Apologies from the Pope: “We have often been told that we are nothing”

Hundreds of natives and non-natives gathered in front of the basilica of Sainte-Anne-de-Beaupré to attend a historic papal mass. Between laughter and tears, the members of the First Nations present say they are ready to forgive the Church, but remember their ills. Some have agreed to share their reactions to the pope’s apology to Subway.

The day is particularly emotional for a former boarder, Mamiamskum. Accompanied by her husband, she painfully recalls the few years spent in various boarding schools, which she was forced to attend from the age of 4.

It was horrible. The teachers hit us with sticks and keys. The food was filthy, we were forced to cut our hair very short.


When his parents succeeded in extricating him from this horror, Mamiamskum no longer spoke his mother tongue: he had been forced to forget it, by teaching him French. “I couldn’t talk to my parents anymore. I remember they were crying,” she recalls.

better days

But Mamiamskum is not steeped in resentment, quite the contrary. “I am so happy to see everyone reunited, and especially to see the pope taking the time to apologize to us. I think he’s honest.”

Mamiamskum and her spouse Pierre Dominique. Photo credit: Éric Martel/Journal Métro.

She and her husband, Pierre Dominique, are believers. The latter attended the passage of Pope John Paul II in Quebec, in 1984. “If we want to be forgiven, we must forgive, considers Mr. Dominique, a native of Schefferville, nearly 1000 km from Quebec. I believe in the apologies and forgiveness of the Church.”

In memory

Carrie Dedam covered the eight-hour drive that separates her native New Brunswick from Sainte-Anne-de-Beaupré. Attending mass was a duty for her.

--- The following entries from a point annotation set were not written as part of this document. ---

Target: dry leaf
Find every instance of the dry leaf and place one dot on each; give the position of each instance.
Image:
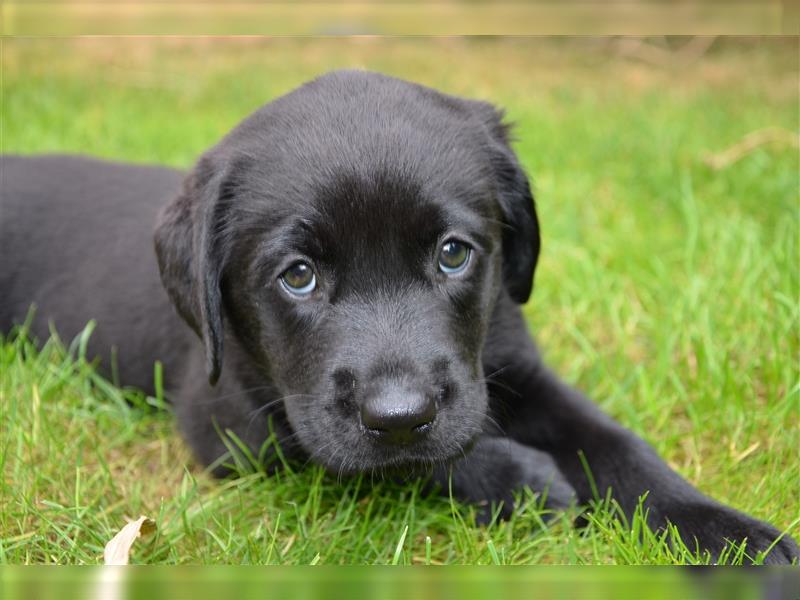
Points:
(118, 550)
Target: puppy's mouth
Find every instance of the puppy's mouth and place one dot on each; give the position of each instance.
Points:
(373, 457)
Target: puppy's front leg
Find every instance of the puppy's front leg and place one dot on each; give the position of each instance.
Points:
(549, 415)
(495, 468)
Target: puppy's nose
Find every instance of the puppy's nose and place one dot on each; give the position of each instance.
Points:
(398, 415)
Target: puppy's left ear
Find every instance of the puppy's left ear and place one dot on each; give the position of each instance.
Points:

She did it as a tribute to a family friend, who boarded in Shubenacadie, Nova Scotia, from age 4 to 16. “He was in residential schools for so long that he lost his language, his culture. He was never able to reintegrate into his community,” says Ms. Dedam, also from the First Nations, with emotion.

Ms. Dedam chose to come with the portrait of her friend, who died six years ago. “I’m sure he would have liked to be here, to be at peace with his past,” she said.

Carrie Dedam with the portrait of her friend, a deceased former boarder. Photo credit: Éric Martel/Journal Métro.

All in all, she is satisfied with the apologies pronounced by the pope.

I think that’s good, even if it’s not enough. I find it regrettable that he does not mention the sexual violence imposed on the residents, it is however very important.

Carrie Dedam

wind of youth

The historic mass attracts spectators of all ages. Jeremiah Savoie, 14, insisted on traveling seven hours with his grandparents to attend the event.

Some members of his family experienced horrors in residential schools, he says. “I’m told stories of people being beaten, held in cages, forced to put their hands on the stove,” he shares. Nothing will be able to forgive what happened: children died all the same”.

For him, the presence of the pope is still a good step towards reconciliation.

Forgiveness is important to us, because we have often been told that we are nothing. We weren’t like other humans. One day, I would like us to understand that we are only normal people.

Jeremiah Savoy

Members of the First Nations and pilgrims gathered in front of the Basilica of Sainte-Anne-de-Beaupré at 5:30 a.m. Around 10,000 seats were available, but only 1600 indoors. The majority of them were reserved for First Nations people.

Hundreds of police officers from the Sûreté du Québec were deployed for the occasion, as well as numerous officers from the Royal Canadian Mounted Police (RCMP).